There is one cause and that's the lack of affordable housing. But what causes people to be unable to afford housing?
There's a long list:
- Greedy landlords raise the rent higher than you can pay.
- This has been reported in the papers, often, in and around Seattle.
- Rents generally have risen too high for many to afford.
- Developers are building high-rent apartments, and avoiding developing low-rent apartments, in Seattle.
- Landlords evict you, self-help style, and seize your belongings
- Several homeless I have talked to have said the police didn't help them when their landlord robbed them.
- You lose your job, and don't have enough saved up to pay rent until you find another one
- Even though the official unemployment rate is 4%, finding work is hard.
- Your parents kick you out of the house because you're gay, lesbian, bisexual, transgendered, et cetera
- A large percentage of homeless youth are LGBTQ, and many are under 18. Yes, their parents kick them out, sometimes quite young. The youth don't want to go back -- would you go back to parents who hate what you are?

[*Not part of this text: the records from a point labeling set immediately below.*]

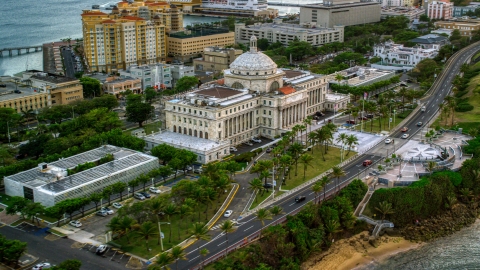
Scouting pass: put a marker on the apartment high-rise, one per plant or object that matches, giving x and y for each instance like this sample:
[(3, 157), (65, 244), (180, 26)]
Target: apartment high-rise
[(133, 34)]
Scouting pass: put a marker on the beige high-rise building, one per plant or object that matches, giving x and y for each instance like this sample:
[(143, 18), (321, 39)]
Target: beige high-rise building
[(133, 34)]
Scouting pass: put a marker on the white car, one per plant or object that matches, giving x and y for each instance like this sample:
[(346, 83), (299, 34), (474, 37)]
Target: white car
[(256, 140), (228, 213), (75, 223), (41, 266), (154, 190), (117, 205), (108, 210)]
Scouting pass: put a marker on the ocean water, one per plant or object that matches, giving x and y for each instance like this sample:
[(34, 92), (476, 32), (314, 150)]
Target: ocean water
[(30, 23), (458, 251)]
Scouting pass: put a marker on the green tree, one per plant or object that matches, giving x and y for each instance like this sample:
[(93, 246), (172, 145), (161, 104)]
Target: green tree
[(91, 87), (146, 231), (138, 111), (186, 83)]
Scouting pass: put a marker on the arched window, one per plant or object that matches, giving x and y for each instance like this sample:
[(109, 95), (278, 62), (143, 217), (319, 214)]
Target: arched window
[(274, 86), (237, 85)]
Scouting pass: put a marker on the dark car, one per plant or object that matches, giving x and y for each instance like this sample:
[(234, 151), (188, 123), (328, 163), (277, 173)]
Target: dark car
[(146, 195), (299, 199)]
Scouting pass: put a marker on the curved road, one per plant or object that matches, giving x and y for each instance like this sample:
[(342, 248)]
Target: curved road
[(249, 227)]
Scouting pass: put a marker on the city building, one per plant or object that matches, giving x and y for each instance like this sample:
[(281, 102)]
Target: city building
[(205, 149), (440, 10), (158, 76), (397, 57), (286, 33), (51, 183), (134, 35), (255, 98), (187, 45), (116, 85), (340, 12), (361, 76), (410, 12), (459, 11), (216, 59), (466, 27), (431, 41)]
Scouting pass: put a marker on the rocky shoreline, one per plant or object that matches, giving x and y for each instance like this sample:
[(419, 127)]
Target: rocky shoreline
[(360, 250)]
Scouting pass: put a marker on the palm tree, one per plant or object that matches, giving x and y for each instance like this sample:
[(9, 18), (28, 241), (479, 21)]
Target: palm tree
[(227, 227), (317, 188), (170, 210), (177, 253), (203, 252), (431, 165), (351, 141), (164, 259), (200, 232), (337, 172), (146, 231), (385, 208), (255, 186), (276, 210), (262, 215), (306, 160)]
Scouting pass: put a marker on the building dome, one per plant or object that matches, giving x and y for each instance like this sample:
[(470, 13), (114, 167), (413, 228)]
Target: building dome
[(253, 62)]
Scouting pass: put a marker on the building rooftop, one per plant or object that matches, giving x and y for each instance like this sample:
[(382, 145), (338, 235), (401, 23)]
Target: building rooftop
[(54, 177), (429, 39), (218, 92), (184, 141)]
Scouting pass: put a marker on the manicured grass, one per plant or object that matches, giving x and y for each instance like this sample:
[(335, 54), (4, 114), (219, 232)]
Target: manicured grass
[(260, 197), (375, 127), (319, 166), (179, 231)]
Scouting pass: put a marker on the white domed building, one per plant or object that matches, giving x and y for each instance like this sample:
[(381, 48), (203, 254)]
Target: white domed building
[(255, 99)]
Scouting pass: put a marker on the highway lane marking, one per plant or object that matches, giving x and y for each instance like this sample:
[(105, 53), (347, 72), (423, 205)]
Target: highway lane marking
[(248, 228), (194, 258)]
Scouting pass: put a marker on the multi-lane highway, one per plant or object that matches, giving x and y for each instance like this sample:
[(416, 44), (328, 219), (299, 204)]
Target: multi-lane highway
[(249, 227)]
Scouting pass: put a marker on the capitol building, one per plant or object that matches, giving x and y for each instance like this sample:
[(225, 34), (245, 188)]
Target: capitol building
[(255, 99)]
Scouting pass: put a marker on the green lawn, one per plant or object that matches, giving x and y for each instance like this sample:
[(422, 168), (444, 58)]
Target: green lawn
[(179, 232), (375, 127), (319, 166)]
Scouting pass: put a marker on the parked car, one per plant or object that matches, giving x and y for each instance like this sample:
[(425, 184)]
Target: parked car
[(41, 266), (101, 213), (101, 249), (228, 213), (117, 205), (139, 196), (257, 140), (367, 162), (299, 199), (75, 223), (154, 190), (108, 210), (146, 195)]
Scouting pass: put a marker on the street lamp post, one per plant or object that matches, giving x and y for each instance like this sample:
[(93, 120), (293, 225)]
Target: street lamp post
[(160, 232)]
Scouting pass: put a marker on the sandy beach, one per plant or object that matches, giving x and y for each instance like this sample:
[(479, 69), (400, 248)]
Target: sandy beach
[(356, 251)]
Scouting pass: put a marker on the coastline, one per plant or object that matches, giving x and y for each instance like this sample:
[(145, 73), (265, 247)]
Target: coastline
[(357, 252)]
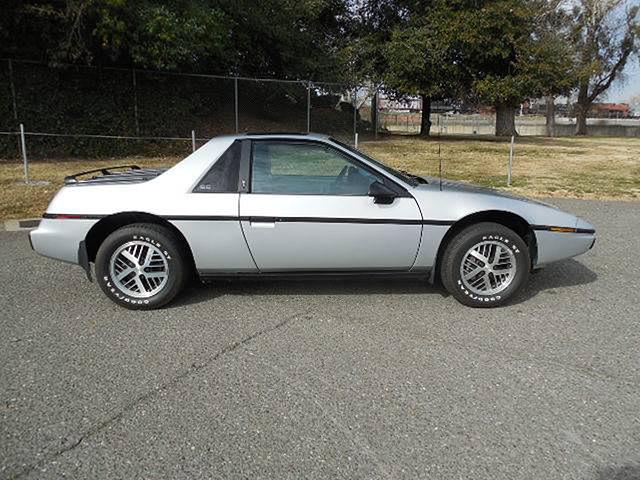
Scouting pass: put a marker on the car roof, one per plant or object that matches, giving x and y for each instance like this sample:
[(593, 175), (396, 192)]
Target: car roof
[(293, 135)]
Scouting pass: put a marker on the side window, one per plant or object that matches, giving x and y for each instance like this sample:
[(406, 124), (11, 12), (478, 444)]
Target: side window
[(306, 169), (222, 177)]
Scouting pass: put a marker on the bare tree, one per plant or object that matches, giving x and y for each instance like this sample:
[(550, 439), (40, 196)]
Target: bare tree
[(606, 36)]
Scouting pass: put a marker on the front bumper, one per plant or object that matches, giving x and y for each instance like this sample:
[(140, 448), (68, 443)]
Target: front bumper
[(554, 246)]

- You move to a city in a last desperate gamble to find work, leaving everything else behind
- I hear many tales of this.
- In Seattle, some employers will not hire you if you haven't been here at least 2 years. Overcoming the discrimination is tough.
- Your small business folds (80% failure rate every 5 years)
- 80% of small businesses fail in the first 5 years.
- 80% of those that are left fail in the second 5 years.
- Starting a small business means gambling just about everything -- home included. So when it fails, you lose your housing.
- You graduate from college with a degree in a field for which nobody is hiring
- When you went to school, perhaps mechanical engineering was in demand. Four years later, mechanical engineers are a dime a gross; you can't find work that pays better than a burger joint.
- You become addicted to drugs.
- Your doctor prescribed oxycontin, to which you became addicted. Then he cut you off, and you tried heroin instead. Now you're addicted, and getting some more black tar is more important than paying rent.
- You're Native American, Black, or Hispanic, and finding work is really difficult.
- Racial discrimination is alive and well in Seattle. It hides itself in "encampment sweeps" and other actions that affect people of color disproportionately.
And, in many of these, there are few choices you, as the potential homeless person, can make to assure yourself of staying housed.